Karnataka's folk art forms to adorn the walls in Bangalore
Bangalore walls will soon sport a colourful and vibrant look. BBMP is trying revive folk art and had hired professionals to beautify the roads in the city. Art works will depict scenes of rural life and nature, in the distinct Warli style.
In an initiative to add colour and make the walls in Bangalore look vibrant, BBMP has embarked on the idea of painting city walls with colourful motifs and designs. As a part of this exercise, select walls along some main roads will be painted with pictures of murals, folk art, and designs inspired from the nature. This move will make the mundane walls get a character of its own and also will be pleasing to the eyes of motorists and commuters traveling on the road.
The first phase of the exercise will see dozens of artist from the city who will make roadside walls their canvas. The beautification exercise will have different themes. Public places such as compound walls and outer space of wall of private houses will be painted after taking their consent. Also the whole stretch of West of Chord Road is being adorned with folk art. The minimalistic rust, white and yellow ochre of the painting work in progress along a small stretch of the West of Chord Road-Magadi Road underpass, towards Rajajinagar, immediately stands out.

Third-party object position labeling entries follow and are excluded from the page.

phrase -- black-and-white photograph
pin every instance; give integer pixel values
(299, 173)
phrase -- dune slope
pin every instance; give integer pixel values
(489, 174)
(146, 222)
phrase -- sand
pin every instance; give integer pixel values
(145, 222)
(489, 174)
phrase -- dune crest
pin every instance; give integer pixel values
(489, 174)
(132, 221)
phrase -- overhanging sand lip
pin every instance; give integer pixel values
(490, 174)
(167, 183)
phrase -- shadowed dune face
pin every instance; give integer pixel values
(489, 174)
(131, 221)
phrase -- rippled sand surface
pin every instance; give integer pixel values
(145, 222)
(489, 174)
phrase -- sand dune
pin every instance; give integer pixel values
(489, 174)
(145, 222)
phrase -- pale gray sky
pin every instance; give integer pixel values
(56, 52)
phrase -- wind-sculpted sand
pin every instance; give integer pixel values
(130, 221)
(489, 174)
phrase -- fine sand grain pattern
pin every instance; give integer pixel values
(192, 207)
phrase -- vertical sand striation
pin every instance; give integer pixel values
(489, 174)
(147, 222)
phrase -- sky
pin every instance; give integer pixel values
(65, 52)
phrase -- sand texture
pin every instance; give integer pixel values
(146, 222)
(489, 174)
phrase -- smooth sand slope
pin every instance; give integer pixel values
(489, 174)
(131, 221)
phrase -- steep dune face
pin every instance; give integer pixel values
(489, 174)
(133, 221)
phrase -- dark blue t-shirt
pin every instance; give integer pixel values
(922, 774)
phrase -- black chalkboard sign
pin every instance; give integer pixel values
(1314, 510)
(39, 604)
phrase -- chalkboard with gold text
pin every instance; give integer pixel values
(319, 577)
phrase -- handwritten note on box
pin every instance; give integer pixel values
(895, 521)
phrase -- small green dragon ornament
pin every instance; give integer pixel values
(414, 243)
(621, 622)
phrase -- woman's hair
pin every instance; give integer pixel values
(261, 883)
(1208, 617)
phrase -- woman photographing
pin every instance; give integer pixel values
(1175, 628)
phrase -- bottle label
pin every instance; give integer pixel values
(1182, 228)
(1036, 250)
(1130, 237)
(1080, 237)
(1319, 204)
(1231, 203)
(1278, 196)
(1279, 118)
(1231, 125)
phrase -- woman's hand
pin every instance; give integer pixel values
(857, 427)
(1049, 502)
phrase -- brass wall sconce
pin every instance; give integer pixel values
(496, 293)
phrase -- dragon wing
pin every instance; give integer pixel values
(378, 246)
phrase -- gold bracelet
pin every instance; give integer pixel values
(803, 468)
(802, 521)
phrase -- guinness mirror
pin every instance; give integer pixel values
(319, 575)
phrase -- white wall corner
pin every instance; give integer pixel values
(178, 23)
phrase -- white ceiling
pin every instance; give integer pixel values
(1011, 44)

The 20-foot-tall works depict scenes of rural life and nature, in the distinct Warli style as well as that of Karnataka's folk art forms. Commissioned by the Bangalore Development Authority that has constructed the underpass, BDA Public Relations Officer K. Puttaswamy says the wall-paintings are a continuation of the work started by Commissioner Bharat Lal Meena when he was in the BBMP. The project was sanctioned to promote "heritage paintings", with special emphasis on making the paintings "visually and aesthetically pleasing", he adds.
According to him, this project was sanctioned at Rs. 9 a sq. ft with an estimated 3,000 sq. ft of wall to cover. Only this time, the wall painting has been executed and supervised by a professional artist, who was chosen following a tender process over a month ago.C. Ramesh, fine arts professional from Bangalore trained in visual communication, has made these walls his canvas. He says he hopes to make the public road, ‘a kind of gallery for folk art’. He further added, “Art usually becomes part of private collections and is inaccessible. At least the public can see our culture. It is education cum art,”
A team of around 10 is involved in the project, many of them trained in the fine arts, other painters hired at a weekly rate. While acknowledging that most people would zip past with barely more than a glance, Ramesh believes that rather than being a distraction, the use of white paint and simple colours would come as a "visual relief" to motorists. Surrounded by Namma Metro barricades and dug up roads, these paintings may be the only visual relief for the few commuters venturing here for now.